Facebook's parent company, Meta unveiled a new generative AI tool called "AudioCraft" that can generate music and audio from text prompts on Thursday.
According to the release issued by the company, there will be three models within AudioCraft. These are MusicGen, AudioGen, and EnCodec.
MusicGen is trained specifically with licensed music owned by Meta and generates music from text prompts.
Also Read
AudioGen is trained on "public sound effects" and generates sounds from text prompts. The EnCodec decoder which was released yesterday, allows for high-quality music generation with "fewer artifacts".
The company is releasing its pre-trained AudioGen models which can generate environment sounds as well as sound effects such as a dog barking, cars honking, or footsteps on a wooden floor. The company will also release all of the AudioCraft model weights and codes.
Meta will open-source all of these models, especially giving access to researchers and practitioners so they can train their own models and create more datasets that can contribute to the advancement of the field of AI-generated audio and music.

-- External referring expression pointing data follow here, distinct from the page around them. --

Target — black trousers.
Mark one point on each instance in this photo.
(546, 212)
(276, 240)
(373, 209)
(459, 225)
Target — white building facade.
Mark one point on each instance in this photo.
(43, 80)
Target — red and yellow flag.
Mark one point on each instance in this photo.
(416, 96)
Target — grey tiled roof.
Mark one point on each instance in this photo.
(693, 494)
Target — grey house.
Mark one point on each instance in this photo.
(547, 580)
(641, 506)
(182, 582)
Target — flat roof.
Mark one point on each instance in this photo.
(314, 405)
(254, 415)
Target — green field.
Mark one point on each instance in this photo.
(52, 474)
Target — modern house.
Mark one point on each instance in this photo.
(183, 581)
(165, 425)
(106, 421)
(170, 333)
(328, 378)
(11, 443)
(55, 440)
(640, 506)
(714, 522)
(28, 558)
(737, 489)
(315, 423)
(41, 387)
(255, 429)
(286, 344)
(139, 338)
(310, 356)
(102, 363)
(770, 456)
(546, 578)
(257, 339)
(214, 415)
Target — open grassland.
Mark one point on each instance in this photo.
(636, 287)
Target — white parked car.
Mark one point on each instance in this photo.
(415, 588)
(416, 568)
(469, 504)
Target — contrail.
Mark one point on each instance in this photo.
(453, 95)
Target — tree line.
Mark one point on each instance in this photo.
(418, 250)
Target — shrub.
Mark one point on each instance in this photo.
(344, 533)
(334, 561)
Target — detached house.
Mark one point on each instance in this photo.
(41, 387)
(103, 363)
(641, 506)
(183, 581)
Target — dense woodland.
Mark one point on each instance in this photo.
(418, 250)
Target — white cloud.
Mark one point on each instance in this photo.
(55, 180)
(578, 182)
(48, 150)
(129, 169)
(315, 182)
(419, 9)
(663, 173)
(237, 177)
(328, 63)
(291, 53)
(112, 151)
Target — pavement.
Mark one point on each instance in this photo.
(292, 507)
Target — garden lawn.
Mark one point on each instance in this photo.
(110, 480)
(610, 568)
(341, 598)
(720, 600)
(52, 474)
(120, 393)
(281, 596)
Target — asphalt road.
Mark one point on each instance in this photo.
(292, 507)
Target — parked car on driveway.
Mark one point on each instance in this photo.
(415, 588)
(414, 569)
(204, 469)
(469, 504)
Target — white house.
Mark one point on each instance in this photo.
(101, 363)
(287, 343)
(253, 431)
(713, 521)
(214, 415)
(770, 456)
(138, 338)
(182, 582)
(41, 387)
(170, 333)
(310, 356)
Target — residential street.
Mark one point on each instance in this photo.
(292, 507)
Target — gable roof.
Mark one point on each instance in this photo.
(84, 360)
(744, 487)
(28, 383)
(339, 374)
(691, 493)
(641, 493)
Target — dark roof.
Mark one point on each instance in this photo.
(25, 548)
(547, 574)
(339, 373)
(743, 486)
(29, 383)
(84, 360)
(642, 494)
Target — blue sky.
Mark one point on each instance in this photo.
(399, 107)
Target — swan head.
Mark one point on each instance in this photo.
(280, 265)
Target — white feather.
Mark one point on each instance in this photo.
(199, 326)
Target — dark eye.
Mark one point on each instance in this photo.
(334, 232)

In the release, Meta shares, "While we’ve seen a lot of excitement around generative AI for images, video, and text, audio has seemed to lag a bit behind. There’s some work out there, but it’s highly complicated and not very open, so people aren’t able to readily play with it."
Meta in its release adds that it hopes the AudioCraft "family of models" can be used as tools for musicians and sound designers "to provide inspiration, help people quickly brainstorm and iterate on their compositions in new ways."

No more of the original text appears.